Quels talents sont menacés ou transformés par l'IA dans les médias ?
Les métiers les plus exposés à l'automatisation par l'IA dans les médias sont ceux liés aux tâches répétitives et codifiables : assistants montage, rédacteurs de résumés, traducteurs pour formats standardisés, graphistes pour contenus génériques. À l'inverse, les métiers centrés sur la vision créative, la direction artistique, la relation humaine (casting, direction d'acteurs) et la pensée stratégique sont moins substituables. La vraie transformation est souvent une hybridation : des professionnels qui maîtrisent l'IA comme outil tout en conservant une expertise métier profonde deviennent les profils les plus valorisés.
Quelle différence entre contenu généré par IA et œuvre cinématographique ?
Un contenu généré par IA est le produit d'une inférence statistique sur un corpus d'entraînement : il optimise la cohérence formelle sans intention propre ni point de vue singulier sur le monde. Une œuvre cinématographique, même imparfaite techniquement, porte une vision, un propos, une présence — celle de son auteur. Le droit d'auteur français exige d'ailleurs une « empreinte de la personnalité de l'auteur » pour reconnaître une œuvre, ce qui pose des questions juridiques non résolues pour les créations purement génératives.
Pourquoi dit-on que l'avenir des médias sera hybride et non 100 % automatisé ?
L'avenir hybride des médias signifie que l'IA et l'humain collaboreront dans des proportions variables selon les types de contenus, sans que l'automatisation totale soit ni souhaitable ni réaliste. Les audiences continuent de valoriser l'authenticité, la singularité culturelle et l'émotion — des qualités difficilement générables algorithmiquement. Par ailleurs, les réglementations émergentes (AI Act européen, obligations de transparence) encadrent l'usage de l'IA dans la création. La réalité industrielle montre déjà que les productions les plus abouties combinent l'efficacité des outils IA avec l'exigence créative des équipes humaines.
Questions pratiques sur l'épisode
Sarah Lelouch est réalisatrice et fondatrice de TechCannes et ClapAction, deux structures à l'intersection du cinéma et de la technologie. Dans l'épisode 5 de Creme connect®, elle porte un regard à la fois engagé et nuancé sur l'IA : elle reconnaît le potentiel de l'automatisation pour certaines étapes de production, mais défend avec conviction que la vision artistique, l'exigence créative et la singularité culturelle ne peuvent être délégués à un algorithme. Son expérience au carrefour de la création et de l'innovation tech lui confère une perspective rare sur ces enjeux.

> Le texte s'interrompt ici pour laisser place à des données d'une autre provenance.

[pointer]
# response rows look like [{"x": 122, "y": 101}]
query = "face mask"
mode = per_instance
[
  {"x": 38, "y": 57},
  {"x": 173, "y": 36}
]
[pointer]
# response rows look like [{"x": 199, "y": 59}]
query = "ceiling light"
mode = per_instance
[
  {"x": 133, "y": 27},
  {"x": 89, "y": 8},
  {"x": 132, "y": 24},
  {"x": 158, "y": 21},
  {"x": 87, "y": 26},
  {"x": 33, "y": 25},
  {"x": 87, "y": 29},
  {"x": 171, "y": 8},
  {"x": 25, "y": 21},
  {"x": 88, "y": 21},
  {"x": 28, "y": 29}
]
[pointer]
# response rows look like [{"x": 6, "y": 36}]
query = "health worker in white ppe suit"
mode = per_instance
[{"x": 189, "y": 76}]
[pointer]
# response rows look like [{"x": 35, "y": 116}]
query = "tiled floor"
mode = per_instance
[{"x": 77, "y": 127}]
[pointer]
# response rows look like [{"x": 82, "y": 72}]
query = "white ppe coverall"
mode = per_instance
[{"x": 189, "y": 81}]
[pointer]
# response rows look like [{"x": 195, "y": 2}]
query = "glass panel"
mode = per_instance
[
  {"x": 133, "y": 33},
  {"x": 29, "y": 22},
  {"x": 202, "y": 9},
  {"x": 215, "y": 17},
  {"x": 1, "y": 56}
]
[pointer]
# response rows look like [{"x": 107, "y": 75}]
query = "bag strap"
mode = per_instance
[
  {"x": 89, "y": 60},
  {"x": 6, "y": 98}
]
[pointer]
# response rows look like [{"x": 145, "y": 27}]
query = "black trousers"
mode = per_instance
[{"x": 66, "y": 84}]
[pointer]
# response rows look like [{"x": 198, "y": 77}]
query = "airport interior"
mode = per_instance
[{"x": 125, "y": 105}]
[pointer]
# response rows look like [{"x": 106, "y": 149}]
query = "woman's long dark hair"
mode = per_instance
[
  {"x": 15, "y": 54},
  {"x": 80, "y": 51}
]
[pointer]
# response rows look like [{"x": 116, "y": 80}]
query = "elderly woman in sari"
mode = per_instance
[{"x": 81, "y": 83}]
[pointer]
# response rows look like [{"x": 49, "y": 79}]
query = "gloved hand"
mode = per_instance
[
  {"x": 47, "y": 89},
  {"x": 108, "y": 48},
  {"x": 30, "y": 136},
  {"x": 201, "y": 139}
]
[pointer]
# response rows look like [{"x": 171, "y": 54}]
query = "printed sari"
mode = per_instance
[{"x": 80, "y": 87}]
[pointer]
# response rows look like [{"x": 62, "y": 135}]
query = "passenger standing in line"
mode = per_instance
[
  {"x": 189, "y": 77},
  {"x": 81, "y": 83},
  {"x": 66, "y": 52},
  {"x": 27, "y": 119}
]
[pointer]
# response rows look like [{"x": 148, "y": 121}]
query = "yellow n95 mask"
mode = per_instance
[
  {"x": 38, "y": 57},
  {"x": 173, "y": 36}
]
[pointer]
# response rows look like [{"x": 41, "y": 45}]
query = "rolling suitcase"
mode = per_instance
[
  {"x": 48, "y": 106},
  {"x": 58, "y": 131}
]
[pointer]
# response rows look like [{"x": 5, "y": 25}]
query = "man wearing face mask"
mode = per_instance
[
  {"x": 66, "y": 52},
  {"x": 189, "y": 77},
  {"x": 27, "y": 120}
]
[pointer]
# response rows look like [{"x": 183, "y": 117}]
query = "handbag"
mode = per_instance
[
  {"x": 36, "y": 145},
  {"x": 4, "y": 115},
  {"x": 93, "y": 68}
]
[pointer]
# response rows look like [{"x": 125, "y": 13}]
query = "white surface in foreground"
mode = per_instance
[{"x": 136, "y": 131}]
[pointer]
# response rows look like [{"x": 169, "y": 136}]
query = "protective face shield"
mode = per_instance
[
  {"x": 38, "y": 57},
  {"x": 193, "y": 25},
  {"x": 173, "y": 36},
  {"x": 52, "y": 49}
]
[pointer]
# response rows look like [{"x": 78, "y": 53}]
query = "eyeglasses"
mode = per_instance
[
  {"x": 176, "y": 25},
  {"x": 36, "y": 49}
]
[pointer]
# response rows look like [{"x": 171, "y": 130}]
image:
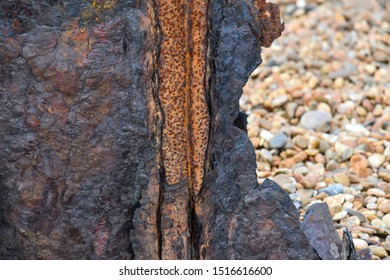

TechCannes est une initiative qui croise l'univers du Festival de Cannes et l'écosystème des technologies créatives, visant à mettre en dialogue l'industrie cinématographique et les acteurs de l'innovation numérique. ClapAction est une structure fondée par Sarah Lelouch centrée sur la production audiovisuelle en lien avec les nouvelles technologies. Ces deux entités reflètent une conviction partagée : l'avenir du cinéma se construira à la jonction de la vision artistique et des outils technologiques émergents, dont l'IA générative.